DES RÉSIDUS PHARMACEUTIQUES DANS LES EAUX DE L'EUROPE

10 Novembre 2010 , Rédigé par motarcs Publié dans #Environnement, pollutions, climat

 Alors qu'ils étudiaient les effets de la contamination par pesticide de l'eau d'un lac, des chimistes d'un laboratoire de recherche agricole suisse ont découvert un polluant inattendu: de l'acide clofibrique, médicament qui fait baisser le cholestérol. On ne fabrique pas d'acide clofibrique en Suisse, donc on a exclu la cause d'un déversement industriel accidentel. Les chimistes ont vérifié d'autres masses d'eau, y compris des lacs de montagne ruraux et des cours qui traversent des villes, et ont partout trouvé de très faibles concentrations du médicament.

 

Les chercheurs de Berlin ont aussi trouvé de l'acide clofibrique dans les eaux locales : "On trouve dans la nappe phréatique des concentrations allant jusqu'à 4 mg par litre, ou 4 parties par milliard (ppb2) ... On en a aussi trouvé dans toute l'eau du robinet qu'ils ont prélevée à Berlin - à un taux de 0,2 ppb." Une fois qu'ils eurent commencé leur examen, les chercheurs européens ont trouvé dans les masses d'eau qui alimentent la ville en eau potable des médicaments réducteurs de graisses, des analgésiques (dont l'ibuprofène et le diclofénac), des bêtabloquants, des médicaments utilisés en chimiothérapie, des antibiotiques et des hormones. On a trouvé des concentrations plus fortes dans des zones plus peuplées. Ayant exclu le déversement industriel accidentel, les chercheurs se sont rendus compte que les médicaments étaient issus de déchets du corps humain. La quantité de médicament qui est décomposée par le corps varie en fonction du médicament et de l'individu. 50% à 90% d'un médicament, sous sa forme initiale, peuvent être rejetés du corps. Parfois, les réactions chimiques avec l'environnement transforment des médicaments en partie dégradés en médicaments de nouveau actifs. Personne ne connaît les concentrations dans les eaux des États-Unis, parce que personne ne le regarde.

 

L'Office de contrôle pharmaceutique et alimentaire n'exige pas que les ressources d'eau soient contrôlées pour voir si les concentrations pharmaceutiques correspondent aux estimations des fabricants.

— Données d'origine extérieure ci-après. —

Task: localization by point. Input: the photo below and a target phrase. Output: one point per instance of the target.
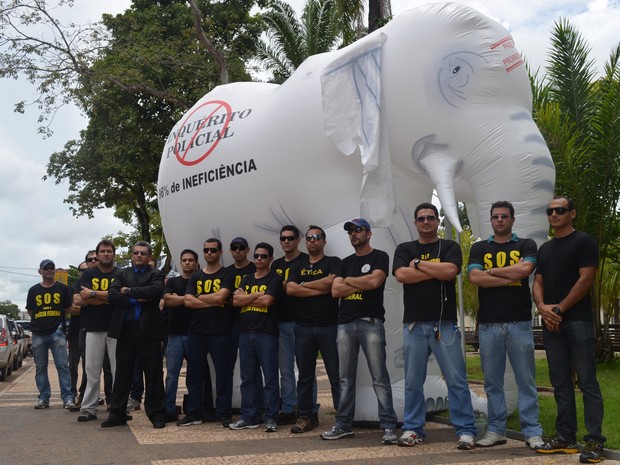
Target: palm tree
(579, 117)
(351, 14)
(290, 41)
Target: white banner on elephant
(446, 105)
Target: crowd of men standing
(272, 314)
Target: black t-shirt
(363, 303)
(254, 319)
(432, 299)
(319, 310)
(286, 305)
(237, 274)
(177, 318)
(559, 261)
(96, 318)
(210, 320)
(505, 303)
(47, 306)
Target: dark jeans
(573, 348)
(309, 340)
(198, 347)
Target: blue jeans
(418, 343)
(309, 340)
(176, 351)
(573, 347)
(286, 364)
(370, 336)
(258, 350)
(517, 340)
(57, 344)
(198, 347)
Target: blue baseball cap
(357, 222)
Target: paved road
(54, 437)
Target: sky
(37, 224)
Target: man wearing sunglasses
(359, 284)
(427, 268)
(239, 250)
(500, 266)
(138, 328)
(316, 325)
(97, 314)
(289, 242)
(565, 275)
(47, 303)
(258, 341)
(209, 334)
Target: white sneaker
(491, 439)
(535, 442)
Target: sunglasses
(558, 210)
(423, 219)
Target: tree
(579, 117)
(10, 309)
(351, 17)
(290, 41)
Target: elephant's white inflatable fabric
(437, 99)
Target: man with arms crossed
(316, 325)
(209, 333)
(95, 284)
(501, 266)
(564, 278)
(427, 268)
(359, 283)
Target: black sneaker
(558, 445)
(592, 453)
(189, 421)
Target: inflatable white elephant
(437, 99)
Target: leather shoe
(113, 421)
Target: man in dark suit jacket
(139, 329)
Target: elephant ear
(351, 94)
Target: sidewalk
(53, 436)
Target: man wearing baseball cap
(359, 283)
(47, 303)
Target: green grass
(608, 375)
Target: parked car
(25, 324)
(7, 348)
(20, 344)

Stuart Levy, qui dirige le Centre pour l'Adaptation de la génétique et la résistance aux médicaments à

l'Université de Tufts (Boston, Massachusetts), a dit que des antibiotiques à une concentration infime peuvent affecter l'Escherichia coli et d'autres bactéries.

Pendant ce temps, les chercheurs suisses ont trouvé 0,5 microgrammes par litre de l'antibiotique fluoroquinolone dans une station de traitement des eaux usées - taux 1000 fois plus élevé que le chiffre très faible auquel Levy fait référence.

 

(Source : extrait de "Drugged Waters"

("Eaux contaminées") de Janet Raloff, publié

dans Townsend Letter for Doctors &

Patients, n°192, juillet 1999)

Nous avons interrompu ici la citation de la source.